1 March 2011
News from the Billy Goat Trail (3): grab bag
Posted by Callan Bentley
Okay, a final post (for now, anyhow) sharing some images from last Friday’s field trip to the Billy Goat Trail, in Potomac, Maryland.
Yesterday we looked at lamprophyre dikes, but there are other dikes on the Billy Goat Trail, too. Like this granite pegmatite:
What’s interesting to me about this is that the joint set seems to have contradictory cross-cutting relations with the dike. Did the joints come first? Or the crystallization of the magma? If the latter, are the joints not really joints, but small faults? Blerg.
A look upstream at Mather Gorge, with the Rocky Islands in the distance. Students working at upper right:
A class portrait adjacent to Mather Gorge, looking upstream, from the “Pothole Alley” stretch of trail:
Okay, what are these?
I have some ideas, but before I pollute your mind with them, let’s hear what you have to say…
The full Flickr photoset from the trip (including really big versions of these images) can be found here.

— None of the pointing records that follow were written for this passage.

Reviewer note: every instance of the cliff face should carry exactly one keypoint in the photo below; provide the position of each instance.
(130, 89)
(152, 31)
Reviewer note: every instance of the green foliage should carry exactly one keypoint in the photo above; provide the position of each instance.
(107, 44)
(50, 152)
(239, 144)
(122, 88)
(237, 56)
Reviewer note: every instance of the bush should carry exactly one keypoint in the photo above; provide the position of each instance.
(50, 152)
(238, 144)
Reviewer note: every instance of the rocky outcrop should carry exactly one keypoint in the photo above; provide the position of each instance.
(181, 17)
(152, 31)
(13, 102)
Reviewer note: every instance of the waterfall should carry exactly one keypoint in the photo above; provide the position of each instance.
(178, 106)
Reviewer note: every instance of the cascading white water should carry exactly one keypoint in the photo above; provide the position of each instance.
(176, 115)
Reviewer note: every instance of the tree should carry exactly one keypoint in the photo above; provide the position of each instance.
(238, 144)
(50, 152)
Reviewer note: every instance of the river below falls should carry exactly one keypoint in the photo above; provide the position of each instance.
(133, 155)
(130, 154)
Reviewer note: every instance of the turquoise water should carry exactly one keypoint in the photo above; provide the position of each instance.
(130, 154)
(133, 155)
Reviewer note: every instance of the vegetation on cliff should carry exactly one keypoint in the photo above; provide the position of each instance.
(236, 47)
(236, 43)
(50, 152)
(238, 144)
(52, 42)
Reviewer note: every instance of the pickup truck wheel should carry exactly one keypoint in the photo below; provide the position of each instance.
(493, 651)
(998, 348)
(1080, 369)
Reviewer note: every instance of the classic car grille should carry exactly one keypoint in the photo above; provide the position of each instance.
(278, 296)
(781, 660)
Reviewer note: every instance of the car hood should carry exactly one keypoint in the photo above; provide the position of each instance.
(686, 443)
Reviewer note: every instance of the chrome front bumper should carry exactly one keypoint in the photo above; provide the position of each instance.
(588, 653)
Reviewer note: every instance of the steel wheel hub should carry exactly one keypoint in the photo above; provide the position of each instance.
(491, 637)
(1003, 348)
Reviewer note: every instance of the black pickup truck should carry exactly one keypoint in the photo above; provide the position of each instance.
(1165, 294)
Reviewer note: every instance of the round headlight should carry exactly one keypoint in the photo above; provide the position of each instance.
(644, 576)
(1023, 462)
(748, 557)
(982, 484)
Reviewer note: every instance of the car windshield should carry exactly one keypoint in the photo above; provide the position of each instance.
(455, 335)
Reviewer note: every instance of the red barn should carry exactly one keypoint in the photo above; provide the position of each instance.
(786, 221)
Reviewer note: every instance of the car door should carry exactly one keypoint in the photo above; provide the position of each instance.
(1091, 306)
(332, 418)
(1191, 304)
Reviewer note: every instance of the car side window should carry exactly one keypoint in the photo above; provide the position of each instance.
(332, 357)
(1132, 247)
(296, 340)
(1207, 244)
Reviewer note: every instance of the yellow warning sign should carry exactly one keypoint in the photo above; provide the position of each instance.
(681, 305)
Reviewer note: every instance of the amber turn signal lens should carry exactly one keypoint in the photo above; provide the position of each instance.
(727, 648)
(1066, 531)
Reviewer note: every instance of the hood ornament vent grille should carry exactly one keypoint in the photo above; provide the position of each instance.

Gneiss inclusions in andesite? (Or are my many years since I studied this showing?)
The “host” rock here is a metamorphosed graywacke (turbidite assemblage), as evidenced by the graded beds it displays — some of those graded bed images were taken a few feet away from these odd fellows. So: no andesite locally.
You’re right, however, to notice the banding in the “inclusions” — some of it is even folded! Hmmm…
That was my first thought some sort of metamorphic inclusion… but figured callan wouldn’t do anything too easy
Well, I’m not out to dupe anyone here… But if they were just gneiss clasts that somehow ended up in the graywacke protolith and were then metamorphosed along with the graywacke, then it would be quite a coincidence to have so many in such a small area that all are roughly (within the same order of magnitude) the same size, and all so very similar in appearance…
I’ve never really seen an example of migmatite, but that’s how I’ve always kinda pictured it.
There are some excellent migmatites on the trail, and these in fact may be migmatitic (mafic restite surrounded by felsic goo), but that wasn’t what I was fishing for.
* ah! but the host is a sed rock?
Brandon: It **was** a sedimentary rock (graywacke), but then that was metamorphosed (recrystallized) during the Taconian Orogeny, ~460 Ma.
Metamorphosed rip-up clasts? Or maybe just clasts?
Yes. That’s what I am thinking. I’ll put up some other images of similar looking outcrops further south on the trail — I think these are “schist chips” that represent dismembered chunks of formerly clay-rich beds, either dismembered during deposition (rip-up clasts) or during orogenic reorganization (boudins) that were subsequently metamorphosed, allowing them to take on this distinctive texture.
Dear Mr. Bentley,
As a person who has had an interest in geology going back to my days as a Boy Scout – fossil/mineral collecting, etc. – I’ve been following your various blogs for some time. First, I want to express my thanks to you for sharing so much valuable information about the local area. My family and I have over the years visited many of the places in Virginia and West Virginia you’ve discussed. Just last weekend we spent all day Saturday searching for fossils at Massanutten Mountain and returned home with some wonderful samples, including three trilobites.
I’m wondering if you have ever conducted a field trip, or if you have any information to share, on the geologic history of the Smoke Hole Canyon in the Monongahela National Forest in West Virginia. I’m fascinated by this area and would appreciate any expertise you could provide.
Also, I’m very curious about the geologic history of the road cuts that exist just east and west of Goose Creek in Loudoun County that can be seen driving along the Dulles Greenway. I’ve read your comments about the Leesburg Conclomerate along Route 15 norther of Leesburg, which is incredibly fascinating, but would like to know more about the road cut along the Dulles Greenway. I haven’t been able to find any online information about this.
Again, thanks for sharing all your adventures through this blog.